Samedi, un élu local s’attendait déjà à un bilan "très lourd dans les rangs de l’armée nigérienne". Lundi, les bilans différaient selon les sources mais toutes évoquaient avec certitude plusieurs dizaines de morts.
L’armée nigérienne "a perdu 48 soldats et 36 sont portés disparus", a déclaré une source sécuritaire tchadienne, ajoutant que des militaires "ont fui et sont en train de regagner la localité de Bosso" voisine.
Un élu du sud-est du Niger, région frontalière avec le Nigeria où l’assaut s’est produit, a lui fait état à l’AFP de "80 soldats tués" et une trentaine de disparus, tandis qu’une source proche de l’armée nigérienne mentionnait 100 morts et 17 disparus.
"Il y a eu énormément de pertes" au sein d’une position militaire située à Karamga, une île "particulièrement isolée" du lac Tchad, dans laquelle 120 à 150 hommes étaient postés, a confirmé une source humanitaire à l’AFP.
"L’armée tente de faire un point de ceux qu’elle a perdus, pour savoir qui est mort et qui est porté disparu", a poursuivi cette source, selon laquelle 45 soldats basés sur l’île auraient pu être joints.
Aucun officiel ni cadre militaire nigérien n’a pu être contacté par l’AFP pour un commentaire.
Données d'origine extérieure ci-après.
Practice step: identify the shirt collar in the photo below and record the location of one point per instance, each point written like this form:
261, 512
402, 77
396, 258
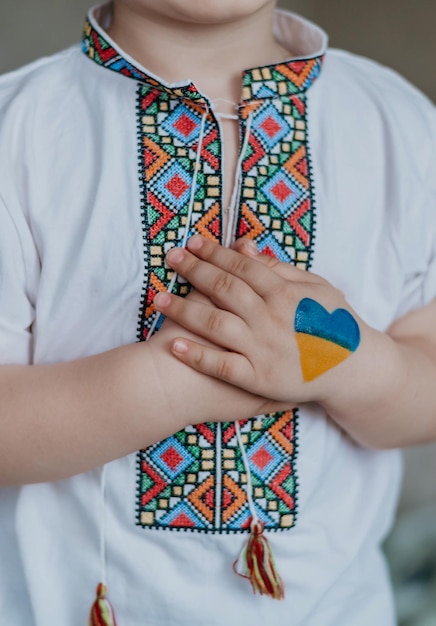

L’assaut, si un tel niveau de pertes était confirmé par Niamey, serait l’un des plus meurtriers pour la coalition régionale composée du Tchad, du Niger, du Nigeria, du Cameroun et du Bénin et active depuis quatre mois contre Boko Haram.
Le 10 avril, le Tchad a fait état de 71 soldats tombés au total dans la lutte contre les islamistes. Ce bilan était début avril de 26 morts parmi les militaires nigériens, avait indiqué à l’AFP Seyni Garba, le chef d’état-major nigérien.
Karamga, attaquée samedi à l’aube par des islamistes de Boko Haram, a depuis lors été reprise par l’armée nigérienne, de même source.
Umar Yerima, un pêcheur nigérian qui vivait sur cette île, a fait état d’un bilan humain également "énorme" parmi les civils.
"Après en avoir terminé avec les soldats, ils ont retourné leurs armes contre les habitants", "visant les têtes" de ceux qui s’étaient jetés à l’eau pour leur échapper et "brûlant vivant beaucoup de résidents dans leurs maisons", a-t-il raconté.
Les assaillants sont demeurés sur l’île jusqu’à samedi à la mi-journée, quand un avion de combat a commencé à bombarder la zone, a affirmé M. Yerima, qui s’est décrit comme "l’un des rares chanceux" ayant survécu.
"L’aviation tchadienne, notamment les hélicoptères tchadiens stationnés à Diffa (la capitale du sud-est nigérien), est intervenue pour détruire les éléments de Boko Haram", tuant certains d’entre eux et détruisant leur équipement, a déclaré la source tchadienne, sans plus de précision.
Cette île avait déjà été attaquée le 20 février par le groupe islamiste. Sept soldats nigériens et 15 combattants islamistes, ainsi qu’un civil, avaient été tués, selon un bilan officiel.
Aucune attaque importante de Boko Haram n’avait été recensée depuis plus d’un mois au Niger, où le groupe armé nigérian avait multiplié les assauts en février.
"Les risques de survenance d’attentats sont même très réduits du fait de l’élimination de tous les acteurs potentiels", avait assuré mi-mars à l’AFP Mohamed Bazoum, un proche du président nigérien Mahamadou Issoufou.
"La situation est totalement sous contrôle" au Niger, "il n’y a plus de chance que Boko Haram prenne une ville, même sur le lac Tchad", une importante surface d’eau partagée entre Tchad, Cameroun, Nigeria et Niger, avait-il assuré.